まして何時命を落すか分からないこんな仕事なら特に…。

――それなのにッ!


「ああー!もう、こうなったら自棄食いしてやる!」


考えてもイヴが怒る理由が見つからなくて、分からなくて。

この理不尽な怒りを何所にぶつければいいのだろうと考えた結果、
僕は食堂にある物全てを食べ尽くす覚悟でへ一人脚を進めていった。







「「あ」」


でもそう思ったのは僕だけではなかったらしく・・・
食堂に入ろうとした所で先程別行動を取ったばかりのイヴと遭遇してしまった。

でも少し離れていた事で大分気持ちが落ち着いたのか、
先程までの怒りを忘れ今ここで謝ってしまおうか――と考えていた、その時。


「よぉお二人さん。相変わらずバカップルさねぇ」

「「だ・誰がこんな人(奴)と!!」」

「へ?」


背後から聞こえてきた声に思わず思ってもいない声をあげてしまえば、
目の前にいた彼女からも同じ言葉が聞こえてきた。

どうやらイヴはまだ怒っているらしくて、
僕もまた聞こえてきた言葉に再びカチン。と怒りスイッチが入ってしまったのが分かる。


「「ふんっ」」


分かれる前のように顔を背けるものの今度は同じように一直線に食堂へと入っていき、
ジェリーさんがいるカウンターを二人同時にバンッ!と勢いよく叩く。


「「ポテトにシーフードカレーにナポリタンにカボチャパイにポテトサラダにクリームシチューにチキンにビーフストロガノフにカルパッチョにクッパにナンにライス、それとデザートにプリンパフェとみたらし団子×30(桃のシャーベット)!」」

「え・えーと…どちらか一方が遅くなっちゃうけどいいかしらん?」


流石にこれだけの量を同時に二人分となると少々時間がかかってしまうらしく「ごめんなさいねぇ」と謝(りつつ引いてい)るジェリーさんを隣に、キッと互いに睨みあう。
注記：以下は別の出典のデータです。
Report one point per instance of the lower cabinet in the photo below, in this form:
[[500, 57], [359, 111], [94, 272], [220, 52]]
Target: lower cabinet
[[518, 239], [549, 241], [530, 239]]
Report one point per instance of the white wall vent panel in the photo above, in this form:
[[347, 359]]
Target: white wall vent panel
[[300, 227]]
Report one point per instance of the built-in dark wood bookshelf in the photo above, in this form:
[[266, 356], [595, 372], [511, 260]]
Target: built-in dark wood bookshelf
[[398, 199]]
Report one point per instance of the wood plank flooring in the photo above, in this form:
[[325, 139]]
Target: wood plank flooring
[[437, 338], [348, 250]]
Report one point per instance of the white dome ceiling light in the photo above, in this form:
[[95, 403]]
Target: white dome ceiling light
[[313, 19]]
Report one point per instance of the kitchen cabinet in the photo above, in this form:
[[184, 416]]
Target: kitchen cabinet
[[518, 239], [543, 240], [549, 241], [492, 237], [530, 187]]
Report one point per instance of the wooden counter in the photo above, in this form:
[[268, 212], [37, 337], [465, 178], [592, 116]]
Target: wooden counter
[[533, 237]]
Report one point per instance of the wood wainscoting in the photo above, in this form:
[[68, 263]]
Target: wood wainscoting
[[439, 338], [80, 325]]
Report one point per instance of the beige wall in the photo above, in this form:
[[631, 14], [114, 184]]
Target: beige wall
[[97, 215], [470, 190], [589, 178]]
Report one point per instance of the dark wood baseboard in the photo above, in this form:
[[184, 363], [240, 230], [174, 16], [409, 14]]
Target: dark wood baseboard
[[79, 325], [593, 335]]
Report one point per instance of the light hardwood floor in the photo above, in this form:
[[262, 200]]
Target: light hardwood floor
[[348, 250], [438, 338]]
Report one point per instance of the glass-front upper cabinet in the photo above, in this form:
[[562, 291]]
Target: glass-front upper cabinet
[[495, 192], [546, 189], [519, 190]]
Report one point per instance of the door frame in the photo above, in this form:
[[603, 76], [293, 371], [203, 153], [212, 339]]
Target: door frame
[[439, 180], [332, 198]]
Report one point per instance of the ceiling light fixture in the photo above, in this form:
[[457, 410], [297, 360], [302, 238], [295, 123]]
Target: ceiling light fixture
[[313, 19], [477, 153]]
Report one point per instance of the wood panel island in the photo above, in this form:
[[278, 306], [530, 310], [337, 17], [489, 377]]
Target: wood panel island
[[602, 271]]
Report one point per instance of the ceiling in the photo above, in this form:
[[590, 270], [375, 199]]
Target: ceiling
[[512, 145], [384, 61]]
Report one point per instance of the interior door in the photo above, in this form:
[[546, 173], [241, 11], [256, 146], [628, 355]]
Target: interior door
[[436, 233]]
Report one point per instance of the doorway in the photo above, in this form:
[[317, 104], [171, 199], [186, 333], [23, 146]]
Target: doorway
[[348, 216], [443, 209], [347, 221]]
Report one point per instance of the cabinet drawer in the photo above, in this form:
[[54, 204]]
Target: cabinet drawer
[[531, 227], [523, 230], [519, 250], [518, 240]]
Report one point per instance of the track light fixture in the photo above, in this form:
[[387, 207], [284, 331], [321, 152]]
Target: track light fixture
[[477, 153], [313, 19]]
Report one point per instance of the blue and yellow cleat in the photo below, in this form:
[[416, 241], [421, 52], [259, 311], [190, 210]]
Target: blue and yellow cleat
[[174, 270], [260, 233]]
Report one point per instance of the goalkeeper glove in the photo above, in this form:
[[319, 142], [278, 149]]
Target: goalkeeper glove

「たとえ自称だろうがまがいなりにも紳士というくらいなんだから、
当然レディファーストよね?」

「仮にも慈悲深き歌姫という似合わない異名があるんですから、
慈悲深く僕に譲るべきではないんですか?」



ハンっと嘲笑うような言葉を零すイヴに対して、
負け時と腕を組んだまま上から見下ろすような視線を向ける。

イヴの身長を追い越したからこそできるこの行動は本人如く物凄くムカツクらしい。


「ムッカ・・・!大体何で私と同じ料理ばっかり頼むのよ!!
わざと被らせて私の食事を邪魔しようっていう魂胆?!」

「僕が被らせたんじゃなくてイヴが被らせたんでしょう?
もしかして僕と一緒の物が食べたかったんですか?
言ってくれれば一口ぐらい 差 し 上 げ て もよっかたんですけどね!」

「だぁれがこんな腹黒男に貰うもんですか!!
大体私の好物を選んで頼んでるんだから一緒の物が食べたかったのはそっちでしょ?
そういえばいっつも人の後ろ追い掛け回してくるし…
やだ、これってもしかして ス ト ー カ ー って奴かしら?」

「(ムッカ!)僕がイヴを追い掛け回してる?
ハッ偶然僕が行く方向にイヴがいるだけだというのにストーカーだなんて、
自意識過剰もいい所ですね。
僕には恥かしくてとてもじゃないけれどそんな言葉いえませんよ」

「ななな…っ!もーあったまきた!!この白髪頭!」

「鏡見た事ないんですか、貴方も十分白髪ですよ!童顔!」

「私のは白銀って言うんです!もやしっこ!!」

「似たようなものじゃないですかっ!子供体系!」

「腹黒!!」

「わがまま!」

「食いしん坊!!」

「欲張り!」



「「「あのぉ…」」」


「「何(ですか)ッ?!」」



ギンッ!と二人して声の方へと睨みつければ、
僕らの後ろには何時の間にか順番を待っている長蛇の列ができていた。


「料理ならもうできてるわよん」


何時の間にかカウンターに置かれている二人分(正確には二人以上なんだけども)の
食事を見ては「うっ…」と言葉を詰まらせる。

つい我を忘れたとは言え、こんな大勢の前で喧嘩するなんて…!


「…アレンのせいで怒られた」

「イヴが悪いんでしょ」

「なっ…また責任転嫁するつも「スト――ップッ!とりあえずここで喧嘩はやめるさ!」


再び口論が始まりそうになった所に歯止めを掛けたのは僕に再び怒りスイッチを入れてしまったラビであり、僕とイヴの間に身体を入り込ませては「とりあえず飯でも食べて落ち着けって!」と喧嘩の仲裁に入ってくれた。

最もそのラビの一言が原因で一度収まった筈の僕の怒りが再発してしまったのだから、
お礼なんて言ったりしないのだけど。



「「・・・フンッ!!」」



とりあえずここで喧嘩する訳にはいかないという事で。
今日何度目かの声と共に、互いに再び顔をそらしたのだった。